As we sat around the table over dinner I remembered the days when I longed for family dinners around the table. Baron used to sit in a little seat with an attached tray on the floor in our kitchen as he mumbled his way through black beans and purees of all kinds. Then when he was finally able to sit at the table with us for dinner, Roman had his turn in the little chair. We’d just sit down to dinner when suddenly Roman would start to cry and moan and demand something other than the mashed banana I was feeding him. I would leave the table with Roman while Gabe and Baron enjoyed dinner.
“When will we ever be able to eat as a family?” I lamented longing for those idillic dinners that I so eagerly wanted with our growing family.
Then came Ivy and again our meal time was split between a preschooler eager to talk about his day, a potty training and not eager to sit still toddler and a baby who didn’t want to sit on the sidelines or sit (unless in someone’s arms) in general. During those days it felt like dinner would never happen around the table. We ate in shifts and in between messes.
And then it happened, really without me even noticing. Sometime last year we were all sitting around the table.

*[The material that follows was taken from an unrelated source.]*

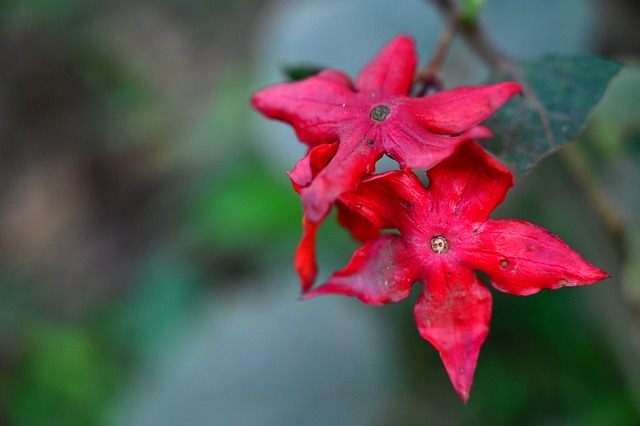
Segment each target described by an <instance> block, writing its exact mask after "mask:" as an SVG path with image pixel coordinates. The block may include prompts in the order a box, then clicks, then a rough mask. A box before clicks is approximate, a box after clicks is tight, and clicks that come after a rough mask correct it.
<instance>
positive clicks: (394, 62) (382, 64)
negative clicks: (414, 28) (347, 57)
mask: <svg viewBox="0 0 640 426" xmlns="http://www.w3.org/2000/svg"><path fill="white" fill-rule="evenodd" d="M417 61H418V58H417V56H416V51H415V44H414V42H413V39H412V38H411V37H409V36H407V35H400V36H398V37H396V38H395V39H393V40H391V41H390V42H389V43H388V44H387V45H386V46H385V47H383V48H382V50H381V51H380V52H379V53H378V55H377V56H376V57H375V58H374V59H373V60H372V61H371V62H370V63H369V64H368V65H367V66H366V67H365V68H364V69H363V70H362V71H360V74H359V75H358V78H357V79H356V83H355V87H356V91H358V92H364V93H366V94H367V95H371V96H373V95H376V96H393V95H406V94H408V93H409V89H410V88H411V84H412V83H413V76H414V74H415V71H416V64H417Z"/></svg>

“How was your day?” I asked Baron excited to hear about his day at school while at the same time remembering how often I was asked that question at the dinner table.
His generic response was the same as mine often was, “good”. Soon the conversation expanded beyond one word answers and we’d have to remind the kids to actually eat their food in between sentences.
Even still our dinners rarely last longer than 10 minutes, are often met with moans from all the green stuff I’m serving and much of the time is spent cleaning up spilled milk and sticky fingers. But it’s happening. We’re around the table most nights creating the habit and building the ritual. If we don’t build that into our schedule, regardless of the season we’ll one day realize that our opportunities for those dinners have passed. How terribly cliche of me but I’ve come to realize a new cliche – the cliches are true (and now I shall not say that word again because I really don’t like it).
While the romantic in me doesn’t like the need for “scheduling” time together – whether it’s date night or family dinners – the practical side of me, albeit however small that part is, realizes that in order for these times of connection to happen they need to be scheduled. The importance of those times outweighs my disdain of scheduling.
White Bean Salad with Peas and Mint
serves 4 as a side
1 15 oz can or 1 1/2 cups white beans, drained and rinsed
1 cup peas (fresh or frozen)
1/2 cup chopped fresh mint
1 scallion, thinly sliced
1 teaspoon ground coriander
zest and juice from half a lemon
1/2 cup crumbled feta
salt and pepper
Combine everything in a bowl. Add just enough olive oil to coat and season with salt and pepper, lots of pepper, to taste.
If you are making this ahead combine everything except the mint as fresh mint tends to wilt and turn black once cut. Stir in the mint just before serving.
I like this with a bit of bread for a light lunch or served alongside chicken as a main course. Makes a great, easy picnic side dish.
*This post was inspired by the new book from Gluten-Free Girl and the Chef, called Gluten-Free Girl Every Day. It’s simple weeknight cooking centered around the family and dinner together. The recipes are simple yet creative and enticing. I can not wait to try the zuchini noodles with pesto.